When he looked up, there was the great Ice Barrier stretching up into the morning, and she looked down at him and said, “Climb this, Colin, and I’ll let you go . . .” He went back to Jeremiah, and looked at what he had done to the sledge. Try as he might, his icy mitten would take no purchase on the frozen tatters of the straps. Time and time again the ice-crusted leather slipped off the stiff webbing and Colin hurled face-down in the snow. During the next half-hour they hardly moved any distance. Each time Colin’s hand slipped and he fell forward, Jeremiah fell back, wrenching his frozen legs and screaming. It was no good, he could no longer move the makeshift sled in this way.

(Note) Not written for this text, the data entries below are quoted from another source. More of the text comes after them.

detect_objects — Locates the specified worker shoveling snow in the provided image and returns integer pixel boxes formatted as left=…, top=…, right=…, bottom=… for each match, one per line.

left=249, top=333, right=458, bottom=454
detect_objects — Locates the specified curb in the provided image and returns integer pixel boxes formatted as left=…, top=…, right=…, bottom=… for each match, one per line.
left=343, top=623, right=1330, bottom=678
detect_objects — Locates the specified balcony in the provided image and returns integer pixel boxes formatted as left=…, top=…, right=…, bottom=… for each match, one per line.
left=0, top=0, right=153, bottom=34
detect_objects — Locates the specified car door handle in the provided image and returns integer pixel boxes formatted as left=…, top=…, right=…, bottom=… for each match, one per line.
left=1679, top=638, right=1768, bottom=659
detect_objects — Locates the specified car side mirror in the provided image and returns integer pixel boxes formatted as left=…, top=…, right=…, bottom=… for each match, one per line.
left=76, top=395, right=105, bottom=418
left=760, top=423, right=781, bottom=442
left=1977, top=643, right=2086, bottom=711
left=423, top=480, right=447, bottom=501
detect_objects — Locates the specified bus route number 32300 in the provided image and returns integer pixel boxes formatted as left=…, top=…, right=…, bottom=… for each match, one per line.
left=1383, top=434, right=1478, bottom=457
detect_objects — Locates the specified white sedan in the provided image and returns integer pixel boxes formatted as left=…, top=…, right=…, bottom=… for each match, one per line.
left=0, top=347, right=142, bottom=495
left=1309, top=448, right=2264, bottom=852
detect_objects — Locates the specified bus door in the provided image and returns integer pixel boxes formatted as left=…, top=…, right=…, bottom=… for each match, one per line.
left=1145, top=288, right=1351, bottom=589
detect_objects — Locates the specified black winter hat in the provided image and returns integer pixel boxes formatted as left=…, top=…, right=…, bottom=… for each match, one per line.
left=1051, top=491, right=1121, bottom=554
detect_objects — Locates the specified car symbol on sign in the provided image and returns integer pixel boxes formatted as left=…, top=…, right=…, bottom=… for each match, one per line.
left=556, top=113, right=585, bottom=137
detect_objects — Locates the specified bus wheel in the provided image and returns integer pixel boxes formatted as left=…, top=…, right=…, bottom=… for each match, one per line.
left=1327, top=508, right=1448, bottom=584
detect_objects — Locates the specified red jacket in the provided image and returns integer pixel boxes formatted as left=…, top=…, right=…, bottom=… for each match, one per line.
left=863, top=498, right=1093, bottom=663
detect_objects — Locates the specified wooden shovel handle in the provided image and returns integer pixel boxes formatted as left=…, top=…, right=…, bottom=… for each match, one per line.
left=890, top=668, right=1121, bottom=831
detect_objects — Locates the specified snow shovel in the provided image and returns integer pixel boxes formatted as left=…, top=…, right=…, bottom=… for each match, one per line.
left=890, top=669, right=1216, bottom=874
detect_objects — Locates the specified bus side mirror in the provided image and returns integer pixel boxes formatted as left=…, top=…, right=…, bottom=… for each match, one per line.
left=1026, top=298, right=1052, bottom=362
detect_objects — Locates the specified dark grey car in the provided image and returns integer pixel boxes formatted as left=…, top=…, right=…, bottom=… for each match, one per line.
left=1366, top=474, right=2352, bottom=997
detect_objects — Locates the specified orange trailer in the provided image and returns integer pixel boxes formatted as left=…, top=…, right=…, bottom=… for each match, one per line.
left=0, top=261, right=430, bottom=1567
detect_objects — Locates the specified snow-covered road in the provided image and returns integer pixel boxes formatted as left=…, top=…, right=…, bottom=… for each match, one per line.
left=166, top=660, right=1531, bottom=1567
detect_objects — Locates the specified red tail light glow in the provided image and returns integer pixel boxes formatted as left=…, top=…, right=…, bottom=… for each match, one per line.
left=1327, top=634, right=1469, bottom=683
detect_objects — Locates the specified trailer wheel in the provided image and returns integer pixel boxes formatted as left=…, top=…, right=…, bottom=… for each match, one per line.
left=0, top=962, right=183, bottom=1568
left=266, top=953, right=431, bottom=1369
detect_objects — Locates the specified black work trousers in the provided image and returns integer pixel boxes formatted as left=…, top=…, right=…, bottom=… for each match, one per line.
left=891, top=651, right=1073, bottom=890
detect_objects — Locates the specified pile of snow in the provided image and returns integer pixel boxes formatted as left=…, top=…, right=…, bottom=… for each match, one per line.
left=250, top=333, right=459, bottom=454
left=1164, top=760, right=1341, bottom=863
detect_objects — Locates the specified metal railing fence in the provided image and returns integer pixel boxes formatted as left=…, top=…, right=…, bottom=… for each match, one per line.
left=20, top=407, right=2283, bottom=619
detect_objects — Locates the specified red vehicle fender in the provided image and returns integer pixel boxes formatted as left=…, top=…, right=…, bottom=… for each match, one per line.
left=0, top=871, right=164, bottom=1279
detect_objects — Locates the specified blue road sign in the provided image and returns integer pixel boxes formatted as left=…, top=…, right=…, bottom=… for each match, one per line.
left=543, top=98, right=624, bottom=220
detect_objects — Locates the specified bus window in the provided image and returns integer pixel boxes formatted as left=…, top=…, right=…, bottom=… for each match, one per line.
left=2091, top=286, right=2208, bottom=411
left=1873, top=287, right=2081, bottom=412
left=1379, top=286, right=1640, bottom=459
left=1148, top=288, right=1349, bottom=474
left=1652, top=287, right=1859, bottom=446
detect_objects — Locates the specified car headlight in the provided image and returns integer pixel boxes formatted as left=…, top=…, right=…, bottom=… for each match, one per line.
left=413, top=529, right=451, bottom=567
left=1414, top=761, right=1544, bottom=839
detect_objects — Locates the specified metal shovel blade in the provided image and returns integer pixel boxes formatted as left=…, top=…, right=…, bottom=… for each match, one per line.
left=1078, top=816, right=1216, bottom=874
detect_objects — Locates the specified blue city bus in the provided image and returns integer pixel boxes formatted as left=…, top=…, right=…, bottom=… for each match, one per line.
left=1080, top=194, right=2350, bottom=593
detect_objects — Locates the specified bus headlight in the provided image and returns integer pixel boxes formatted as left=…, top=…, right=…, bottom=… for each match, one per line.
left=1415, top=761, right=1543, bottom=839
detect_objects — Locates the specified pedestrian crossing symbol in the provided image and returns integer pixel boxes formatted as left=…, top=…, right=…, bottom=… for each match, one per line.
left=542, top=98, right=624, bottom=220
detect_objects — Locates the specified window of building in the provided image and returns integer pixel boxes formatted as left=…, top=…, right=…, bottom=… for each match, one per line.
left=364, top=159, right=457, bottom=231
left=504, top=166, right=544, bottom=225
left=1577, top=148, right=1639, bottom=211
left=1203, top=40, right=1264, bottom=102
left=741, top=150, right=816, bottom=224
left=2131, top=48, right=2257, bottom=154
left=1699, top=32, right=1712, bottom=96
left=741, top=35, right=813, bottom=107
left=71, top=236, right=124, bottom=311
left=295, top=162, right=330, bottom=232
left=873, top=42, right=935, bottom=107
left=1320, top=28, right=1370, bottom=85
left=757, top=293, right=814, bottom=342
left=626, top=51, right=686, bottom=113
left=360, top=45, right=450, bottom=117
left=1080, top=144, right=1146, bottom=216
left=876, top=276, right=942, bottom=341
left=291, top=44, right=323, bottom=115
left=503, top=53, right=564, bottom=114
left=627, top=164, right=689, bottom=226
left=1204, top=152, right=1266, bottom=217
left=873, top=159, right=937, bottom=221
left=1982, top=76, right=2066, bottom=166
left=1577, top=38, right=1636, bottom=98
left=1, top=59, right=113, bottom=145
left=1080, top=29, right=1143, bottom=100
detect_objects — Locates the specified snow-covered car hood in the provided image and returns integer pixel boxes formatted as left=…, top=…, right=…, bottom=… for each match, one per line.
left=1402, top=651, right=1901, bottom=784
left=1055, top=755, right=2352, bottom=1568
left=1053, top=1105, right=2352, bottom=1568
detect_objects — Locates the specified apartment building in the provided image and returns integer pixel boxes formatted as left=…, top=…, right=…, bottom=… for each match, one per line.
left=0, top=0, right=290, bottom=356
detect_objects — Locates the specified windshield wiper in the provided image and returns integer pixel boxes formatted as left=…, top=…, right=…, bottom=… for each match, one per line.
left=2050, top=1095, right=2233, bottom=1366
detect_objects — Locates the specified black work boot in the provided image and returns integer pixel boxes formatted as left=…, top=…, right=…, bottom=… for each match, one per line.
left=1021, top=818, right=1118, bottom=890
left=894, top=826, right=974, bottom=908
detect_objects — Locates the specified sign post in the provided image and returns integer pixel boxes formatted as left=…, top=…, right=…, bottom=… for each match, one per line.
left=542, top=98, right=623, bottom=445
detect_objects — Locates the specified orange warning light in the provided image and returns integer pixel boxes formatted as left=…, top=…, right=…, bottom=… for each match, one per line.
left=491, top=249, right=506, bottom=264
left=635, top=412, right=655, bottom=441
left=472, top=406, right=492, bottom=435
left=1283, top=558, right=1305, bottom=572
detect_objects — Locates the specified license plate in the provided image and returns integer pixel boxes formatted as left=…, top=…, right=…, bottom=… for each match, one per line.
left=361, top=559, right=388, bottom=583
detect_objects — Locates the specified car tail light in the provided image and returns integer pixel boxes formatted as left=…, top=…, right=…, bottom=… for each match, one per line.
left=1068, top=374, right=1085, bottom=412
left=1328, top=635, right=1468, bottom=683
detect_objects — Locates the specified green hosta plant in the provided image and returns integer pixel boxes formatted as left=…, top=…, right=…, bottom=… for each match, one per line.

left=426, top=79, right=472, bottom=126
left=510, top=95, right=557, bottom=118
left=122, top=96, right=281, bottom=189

He never knew just when he decided to try it without the mitten and glove, but he would always remember what a fair trade it seemed to be: a hand for a friend. There was so little chance for them now that it didn’t really matter much. He looked at the still body of his friend for a moment, then he slowly took off his left mitten, and his underglove. He looked at his white, clean left hand.

“Come on then old son,” he said to Jeremiah, and he wrapped the stiff broken straps around his hand, and started forward into the storm. There were no hallucinations now, only the cold-pains in his fingers. Even his relatively warm right hand ached in sympathy with his tortured left. The cold ate at the joints of the fingers and thumb. His hand seemed to swell with the pain. It crept into his palm. All the joints inside his hand ached and burned. It was as though the hand to the wrist was in boiling water. Before the first hour was up, he was screaming as he walked. The cold-pains began to creep up his forearm. In his mind he could see the warm blood flowing down past his shoulder into the increasing cold of his arm. He began to feel his veins full of blood returning like ice. His mind reeled away from the terrible thing he was doing to himself, and the fantasies began to return. People he knew. Job again, crying out, and, disregarded, vanishing. Robin Quick, stumbling at his shoulder crying, “I’m dying, Colin; carry me too. For God’s sake, Colin . . .” Ross paid him no attention, and he wandered away in the half-light.